個人情報保護の観点から、広告・マーケティングにおけるCookieの利用をはじめとしたデータ活用の規制が進もうとしている。現状の課題を整理し、企業がこれから取るべき行動についてエキスパートがまとめた。
「データ活用」はここ数年、多くの企業にとっての重要なトピックであった。デジタル広告領域においても、よりコスト効率の高い運用を実現する上でデータは欠かせない。
ところが2019年から、Cookie利用規制問題など、データ活用の在り方がプライバシー保護という観点から語られる機会が増えてきている。法規制の話とプラットフォーマーによる技術的な規制などいくつかの要素がからみ合い、事業主サイドからは、何をどうしていくべきなのか見当がつかないという話も聞こえてくる。
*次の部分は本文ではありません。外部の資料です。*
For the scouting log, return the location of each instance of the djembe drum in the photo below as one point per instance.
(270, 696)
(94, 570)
そこで今回、なるべく多くの方にとっての頭の整理になればと思い、デジタル広告におけるデータ活用の現状と今後の展望について前後編でまとめてみたい。
まず、私自身のお話をさせていただこう。2004年に社会人としてのキャリアをスタートし、媒体社、広告代理店、アドテク事業者、大手プラットフォーマーでのお仕事を通じて、アドテクノロジーと深く付き合ってきた。
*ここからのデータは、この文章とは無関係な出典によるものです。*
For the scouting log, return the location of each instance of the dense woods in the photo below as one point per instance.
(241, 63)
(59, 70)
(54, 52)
第三者配信や位置情報を利用したマーケティングプラットフォーム、クロスデバイス類推テクノロジーなど、その時々のテクノロジーは画期的で、大変エキサイティングなものだった。以前であれば正しく判別できなかったぼんやりとした生活者像を、圧倒的なデータと解析技術によって解像度を高めていくことについて、喜びすら感じていた。
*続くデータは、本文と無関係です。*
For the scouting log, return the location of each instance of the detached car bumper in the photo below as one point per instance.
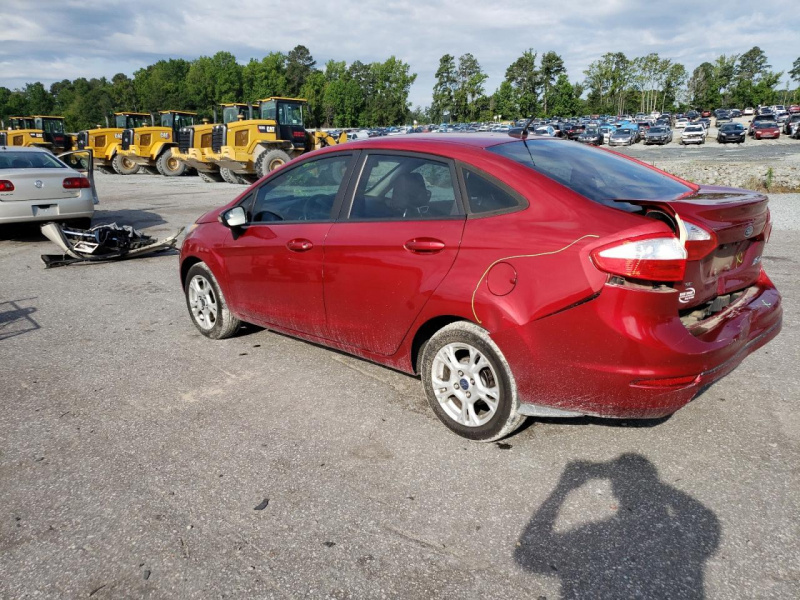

2010年代の特に前半は、生活者がデジタル接点で生み出すデータの主導権について語られる機会はまだほとんどなく、事業主が収集したデータを自由に活用できるような雰囲気さえあった。そのような画期的ソリューションがマーケティング担当者の問題解決につながると喜々として提案してきた私にとって、現在におけるプライバシー重視の潮流はある意味で180度の方向転換であり、自分が過去に推進してきたことを否定するようなところもある。いわばしくじり先生的な気持ちである。
まずは、プライバシー保護に関する法規制の話から触れていく。欧州のGDPR(General Data Protection Regulation:一般データ保護規則)、米国カリフォルニア州のCCPA(California Consumer Privacy Act:カリフォルニア州消費者プライバシー法)は誰もが押さえておくべきグローバルトレンドである。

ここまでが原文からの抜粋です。